Report it by product category. Amy, you want to take that. $4.5 billion all in and two to two and a half year backlog. I won't comment on that.
Amy Campbell (CFO)
You answered the question pretty well there, Mark.
No, that's correct.
We have a $4.5 billion backlog. We do break that out. $4.2 billion of that and what we.
Consider our Specialty Vehicle segment, about $300 million, is in our Recreational Vehicle segment.
That two to two and a half year backlog is strictly for those fire trucks and ambulances.
Steve Barger (Managing Director and Equity Research Analyst)
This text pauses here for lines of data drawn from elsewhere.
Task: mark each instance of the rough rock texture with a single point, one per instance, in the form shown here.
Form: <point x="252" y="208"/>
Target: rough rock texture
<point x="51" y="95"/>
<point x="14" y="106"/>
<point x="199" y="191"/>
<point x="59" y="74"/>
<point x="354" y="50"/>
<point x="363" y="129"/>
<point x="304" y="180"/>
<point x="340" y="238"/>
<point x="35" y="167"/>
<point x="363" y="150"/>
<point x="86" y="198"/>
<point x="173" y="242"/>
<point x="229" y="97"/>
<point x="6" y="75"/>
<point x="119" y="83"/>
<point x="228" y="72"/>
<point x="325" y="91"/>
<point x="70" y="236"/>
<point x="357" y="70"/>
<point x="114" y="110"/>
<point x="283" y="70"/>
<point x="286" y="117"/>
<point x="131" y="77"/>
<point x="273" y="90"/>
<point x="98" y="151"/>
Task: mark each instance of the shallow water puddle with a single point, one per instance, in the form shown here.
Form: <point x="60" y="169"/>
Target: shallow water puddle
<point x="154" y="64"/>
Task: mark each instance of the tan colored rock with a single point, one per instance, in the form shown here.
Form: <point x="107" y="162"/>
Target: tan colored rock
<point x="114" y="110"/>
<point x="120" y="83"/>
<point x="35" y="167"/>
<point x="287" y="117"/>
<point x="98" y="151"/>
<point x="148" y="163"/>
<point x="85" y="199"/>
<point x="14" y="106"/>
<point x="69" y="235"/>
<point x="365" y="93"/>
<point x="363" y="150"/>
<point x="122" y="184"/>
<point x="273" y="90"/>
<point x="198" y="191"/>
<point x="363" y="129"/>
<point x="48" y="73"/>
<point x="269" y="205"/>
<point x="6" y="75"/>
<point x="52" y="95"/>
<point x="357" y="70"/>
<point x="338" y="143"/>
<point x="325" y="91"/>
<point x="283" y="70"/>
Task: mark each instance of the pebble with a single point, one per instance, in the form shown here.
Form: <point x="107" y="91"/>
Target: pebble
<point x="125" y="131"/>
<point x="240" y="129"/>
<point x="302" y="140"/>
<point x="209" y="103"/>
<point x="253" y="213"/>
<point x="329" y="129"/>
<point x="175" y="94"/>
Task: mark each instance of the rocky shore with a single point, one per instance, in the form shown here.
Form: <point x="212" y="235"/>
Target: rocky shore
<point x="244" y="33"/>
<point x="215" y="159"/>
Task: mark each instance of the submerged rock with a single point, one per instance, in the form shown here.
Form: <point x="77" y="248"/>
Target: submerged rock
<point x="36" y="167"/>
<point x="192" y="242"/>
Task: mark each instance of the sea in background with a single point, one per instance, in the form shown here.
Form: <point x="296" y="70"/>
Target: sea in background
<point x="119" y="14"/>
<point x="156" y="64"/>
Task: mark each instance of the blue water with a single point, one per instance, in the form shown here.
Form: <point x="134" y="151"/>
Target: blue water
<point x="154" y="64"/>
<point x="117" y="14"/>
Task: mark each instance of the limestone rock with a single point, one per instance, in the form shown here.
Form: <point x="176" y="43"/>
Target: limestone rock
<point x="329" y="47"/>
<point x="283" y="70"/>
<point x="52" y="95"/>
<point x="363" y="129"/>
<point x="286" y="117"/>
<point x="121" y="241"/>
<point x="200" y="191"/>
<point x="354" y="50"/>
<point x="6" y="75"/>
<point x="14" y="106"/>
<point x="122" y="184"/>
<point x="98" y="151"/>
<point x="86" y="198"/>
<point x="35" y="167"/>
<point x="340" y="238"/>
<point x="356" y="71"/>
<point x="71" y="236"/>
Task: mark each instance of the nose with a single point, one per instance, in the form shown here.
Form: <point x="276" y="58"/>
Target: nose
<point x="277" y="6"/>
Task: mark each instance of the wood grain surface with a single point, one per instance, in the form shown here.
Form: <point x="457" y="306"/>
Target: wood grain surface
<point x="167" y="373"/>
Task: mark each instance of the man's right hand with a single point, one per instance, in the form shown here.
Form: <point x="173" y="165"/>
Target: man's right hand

Got it. There are other fire truck and municipally oriented companies out there that in some cases have higher than current margins embedded in backlog due to strong pricing. Is that the case with REV Group as well?
Amy Campbell (CFO)
Yes.
We have the same.
During the pandemic, we saw backlogs for.
Special for fire and emergency equipment manufacturers increase across really all brands and you.
All of the providers of that equipment have been working through those backlogs and continue to work through those backlogs.
Steve Barger (Managing Director and Equity Research Analyst)
Got it. Thanks very much.
Operator (participant)
Thank you. That concludes our question and answer session. I'd now like to turn the call back to Mr. Simon Meester for closing remarks.
Simon Meester (President and CEO)
All right, thank you. Thank you for your questions today. I want to just re-emphasize how excited we are by today's announcement. We are merging two great companies, creating a low cyclical portfolio with strong synergies, a better margin profile, a U.S.-centric footprint, leading brands, and last but not least, a low capital intense kind of structure. We're very excited on how this sets up and develops value that it brings to our shareholders. With that, I want to thank you. If you have any additional questions, please follow up with the respective investor relation leads. Operator, please disconnect the call.
Operator (participant)
This concludes today's session. You may now disconnect.